Online gambling in D.C. still faces legal hurdles

Published October 14, 2011 4:00am ET



City officials are kicking off a series of community meetings examining the implementation of online gambling in the District as questions of legality still remain for the gambling proponents. The meetings are meant to air out some of the issues neighborhoods might have with allowing online gambling within the city’s borders after a bill legalizing the gambling was passed last year as a rider on the 2011 budget bill. The D.C. lottery board initially planned to introduce six games, including poker and blackjack. In September, however, it pledged not to move forward until the community has weighed in.

At-Large Councilman Michael Brown proposed the measure as a way to close the city’s budget gap and has argued that no federal gambling laws would technically outlaw his online gambling proposal for the District. The city’s attorney general has also backed up that claim.

Meeting schedule
A list of upcoming community meetings set to discuss online gambling in the District. All meetings held from 6:30 to 8:30 p.m.
Monday at Petworth Library, 4200 Kansas Ave. NW; Tuesday at IDEA Public Charter School, 1027 45th St. NE , Oct. 27 at Northwest One Library, 155 L St. NW; Nov. 1 at Marie Reed Learning Center, 2200 Champlain St. NW; Nov. 10 at Palisades Library, 4901 V St. NW; Nov. 15 at Jelleff Recreation Center, 3265 S St. NW; Nov. 17 at Anacostia Library, 1800 Good Hope Road SE.

But Marie Drissel, an opponent of the proposal and author of the blog Stop DC Gambling, said she is doubtful of the lottery board’s and the attorney general’s ability to evaluate the level of cyber security required to stop games from being played illegally. The process hasn’t been publicly vetted, she said.

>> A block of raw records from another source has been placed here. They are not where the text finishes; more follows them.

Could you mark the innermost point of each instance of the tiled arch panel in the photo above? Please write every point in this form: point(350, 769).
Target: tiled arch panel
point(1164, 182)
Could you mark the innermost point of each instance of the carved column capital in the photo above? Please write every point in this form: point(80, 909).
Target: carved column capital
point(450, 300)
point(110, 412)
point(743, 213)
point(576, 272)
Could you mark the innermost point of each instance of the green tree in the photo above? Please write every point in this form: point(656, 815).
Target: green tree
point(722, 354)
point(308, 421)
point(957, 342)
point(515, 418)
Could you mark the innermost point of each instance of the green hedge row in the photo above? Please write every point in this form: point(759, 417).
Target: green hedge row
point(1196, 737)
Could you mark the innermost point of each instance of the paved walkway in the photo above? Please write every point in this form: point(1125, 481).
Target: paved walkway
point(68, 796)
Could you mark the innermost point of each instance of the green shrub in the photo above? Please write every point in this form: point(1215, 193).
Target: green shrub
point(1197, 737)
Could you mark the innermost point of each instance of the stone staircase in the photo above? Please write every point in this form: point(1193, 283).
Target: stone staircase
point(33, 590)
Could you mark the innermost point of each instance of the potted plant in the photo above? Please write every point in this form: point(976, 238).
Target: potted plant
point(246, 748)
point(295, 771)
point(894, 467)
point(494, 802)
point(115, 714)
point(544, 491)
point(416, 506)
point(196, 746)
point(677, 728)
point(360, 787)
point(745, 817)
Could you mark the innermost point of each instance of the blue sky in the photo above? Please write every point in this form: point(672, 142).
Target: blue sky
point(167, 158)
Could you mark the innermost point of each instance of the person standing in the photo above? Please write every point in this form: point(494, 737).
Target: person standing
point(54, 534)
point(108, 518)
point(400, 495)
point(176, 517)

“I am very concerned that no expert has been sworn in to tell us what this is all about,” Drissel said. “Give me the experts who can say under oath that there is staff and expertise to make sure there will not be interstate gambling and that no minors are going to be involved.”

Brown has said that the D.C. lottery vendor is using state-of-the-art anti-hacking technology and will have five security filters to ensure that users are of age and located in the District. In a recent letter to his colleagues he calls online gambling “a natural progression of lottery systems,” and that New York, California, Illinois, Nevada, Iowa and Florida are all considering similar measures.

The council — and especially Brown — drew criticism in December after approving online gambling as part of the budget bill without public hearings. A bill to repeal the gambling was submitted last month, but finance committee chairman and Ward 2 Councilman Jack Evans has tabled the bill until the public hearings and an investigation by the city’s inspector general have finished.

But so far the public response has not mirrored the ire of last December. Drissel characterized the first hearing, held in Ward 5, as subdued.

“I have found that hardly anybody knows what I’m talking about when I’m speaking with public citizens,” she said. “And so it’ll [pass] and people will be surprised.”